She fell silent, and so did her dad. She felt him trembling, and she didn't dare look up at his face.

It was always hard to see a parent as a real person, not as the one-dimensional figure so often constructed by a child's eyes, but occasionally Iris could break through that façade. In that moment, Iris was overwhelmed by her dad's pain, struck by the loss through his eyes. He'd been there, watching through binoculars, as the lives of his children were threatened. He'd watched, helpless, as his son was overtaken by a force that was stronger than any of them.

She thought of her walks up and down that beach, the hours of searching, the hours of sand-streaked hope that her dad would never get. Because she'd done the walking for the both of them, and there was nothing left for him to do.

She squeezed tighter.

And then she remembered.

"Wait," she said. "I did find something at the beach. Yesterday. Before Caitlin and I went after Mardon. I got so distracted with everything else going on, I totally forgot to tell her."

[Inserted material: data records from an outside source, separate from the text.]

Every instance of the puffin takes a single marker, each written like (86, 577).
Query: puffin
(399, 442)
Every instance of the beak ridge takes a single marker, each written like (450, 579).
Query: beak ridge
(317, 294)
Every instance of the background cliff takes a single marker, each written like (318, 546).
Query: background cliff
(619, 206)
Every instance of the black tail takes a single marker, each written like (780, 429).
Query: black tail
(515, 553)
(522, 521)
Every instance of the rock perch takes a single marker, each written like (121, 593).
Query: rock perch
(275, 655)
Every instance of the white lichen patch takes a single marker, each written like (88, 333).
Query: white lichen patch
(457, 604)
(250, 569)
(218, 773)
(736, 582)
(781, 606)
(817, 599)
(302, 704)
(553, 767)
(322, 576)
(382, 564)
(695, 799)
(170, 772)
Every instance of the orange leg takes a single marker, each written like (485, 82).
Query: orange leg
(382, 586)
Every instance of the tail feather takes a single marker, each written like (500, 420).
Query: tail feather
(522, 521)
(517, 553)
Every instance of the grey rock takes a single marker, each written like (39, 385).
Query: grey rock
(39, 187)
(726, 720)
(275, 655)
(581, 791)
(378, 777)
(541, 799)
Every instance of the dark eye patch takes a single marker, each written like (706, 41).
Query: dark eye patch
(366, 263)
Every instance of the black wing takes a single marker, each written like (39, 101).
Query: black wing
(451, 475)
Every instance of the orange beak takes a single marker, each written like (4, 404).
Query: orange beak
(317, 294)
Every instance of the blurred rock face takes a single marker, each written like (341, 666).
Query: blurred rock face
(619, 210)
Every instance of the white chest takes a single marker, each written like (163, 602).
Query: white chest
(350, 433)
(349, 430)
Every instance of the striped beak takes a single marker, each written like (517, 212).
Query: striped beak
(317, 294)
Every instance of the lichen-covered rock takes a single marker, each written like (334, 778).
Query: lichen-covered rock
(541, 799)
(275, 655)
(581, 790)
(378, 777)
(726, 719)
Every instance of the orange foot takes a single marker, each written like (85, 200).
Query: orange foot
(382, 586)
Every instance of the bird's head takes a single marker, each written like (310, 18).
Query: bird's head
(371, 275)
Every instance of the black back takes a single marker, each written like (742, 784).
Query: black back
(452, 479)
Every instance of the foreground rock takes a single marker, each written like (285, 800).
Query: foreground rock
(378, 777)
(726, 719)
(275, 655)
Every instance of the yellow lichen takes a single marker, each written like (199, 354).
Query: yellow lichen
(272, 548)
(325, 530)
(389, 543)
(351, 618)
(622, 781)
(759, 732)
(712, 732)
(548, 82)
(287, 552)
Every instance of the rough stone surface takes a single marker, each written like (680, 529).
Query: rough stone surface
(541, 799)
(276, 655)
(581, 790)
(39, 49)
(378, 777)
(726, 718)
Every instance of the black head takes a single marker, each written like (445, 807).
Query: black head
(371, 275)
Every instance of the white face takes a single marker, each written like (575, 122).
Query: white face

Her dad extracted his hand from hers. "What was it?"

"I don't know," Iris admitted. "Some kind of shimmery patch in the air. And water droplets, I think, just hanging there."

"So something supernatural, I take it?" her dad said.

Iris chewed on her fingernail. "Something not normal. At first I thought I was seeing things, but I think..." She looked up at her dad for confirmation. "I mean, I don't even know if it's still there."

Her dad nodded at her. "There's only one way to find out. Go."

"Are you sure?" Iris said. "I just got here. It can wait."

"If there's anything I've learned about these weird things in this city," he responded, "it's that they usually can't wait. I'm fine. Go."

Iris hesitated only a moment more before springing to her feet and planting a kiss on his forehead. "I'll be back soon. Keep me updated."

"Likewise," he said. She was halfway out the door when he called, "Be careful."

The warning would be stored for later use, when danger adopted a physical face. For now, Iris' heart pumped with the thrill of it.


"Pass me that, please."

Wells motioned without taking his eyes off of the microscope. Caitlin, grinding her teeth, picked up the vial he was asking for and passed it to him.

She had to hand it to the guy—as Wells in a wheelchair, he'd done a great job of pretending to enjoy actual conversation. While she wasn't looking for conversation now, the absolute smug silence of this Wells grated on her.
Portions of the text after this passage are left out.